— На вопросы о браке и Минхеке не отвечай, я поделюсь тем, что посчитаю нужным. Укрощать любопытство гостей не входит в наши обязанности.
— Ты представишь Минхека сегодня?
— Да. Молва о таро разошлась, молчать более уже не получится, — коротко и прямо. —Официально о сыне объявлю этой ночью.
— Чонгук, не надо, — сбивчиво, заглядывая в глаза Чона своими обреченными, выдохнула она. — Не делай этого. После… на нем останется след твоего необдуманного поступка. Минхен останется сыном Якудза вовеки. Тебя… ты же о нем месяц назад не знал. Сейчас ты ведомый… не знаю, может местью или пытаешься утешить самолюбие, скоро тебе надоест это, а ему потом жить с этим клеймом сына мафиози.

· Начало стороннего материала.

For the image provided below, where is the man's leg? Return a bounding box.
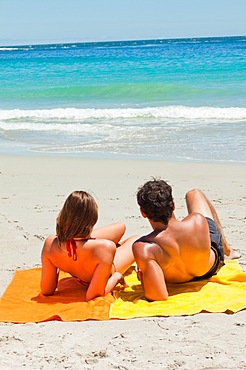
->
[185,189,240,259]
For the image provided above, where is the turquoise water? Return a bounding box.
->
[0,37,246,163]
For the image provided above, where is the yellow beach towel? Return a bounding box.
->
[0,261,246,323]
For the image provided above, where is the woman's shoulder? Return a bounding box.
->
[43,235,57,251]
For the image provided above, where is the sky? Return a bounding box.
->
[0,0,246,46]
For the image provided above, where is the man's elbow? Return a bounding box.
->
[144,293,168,302]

Чонгук после этих слов по-иному взглянул в лицо побледневшее даже под слоем косметики, он словно не понимал о чем речь шла.
— Ты поиграешь в сильного отца, но это пройдет через короткое время. Одумайся, прежде чем испортить ему жизнь. Если ты оставишь его… он… он может вернуться к прежней жизни, ему известен мир без отца. Но если ты объявишь его своим сыном, все разрушишь. Ему придется до конца дней отмываться… — Чонгук явно закипал от слов Кана, но даже находясь на пределе, он не показывал эмоции. Лишь холод высокомерного взгляда пронзал больнее остря ножа, да и только. Сохи давясь словами, в погоне защитить чадо свое не замечала чужую злость, что вскоре перевоплотится в нечеловеческую жестокость. — Чонгук, ты же зол на меня. Это я скрывала Минхека, это была я сделавшей выбор, понимаешь? Так остановись на мне, не стоит втягивать в это моего сына, — девушка пораженная лепетала без конца. Поток слов было не остановить, в конце она даже схватила его за кисть двумя руками. Простор спальни вдруг потерял всякого значения, Кан была притиснута между стенами и спасения совсем не ожидала. Чонгука на каждый квадратный метр стало много, необъятно много. Кан не могла даже продохнуть. Чон был и в мыслях премрачный, и поражал реальность своим существованием.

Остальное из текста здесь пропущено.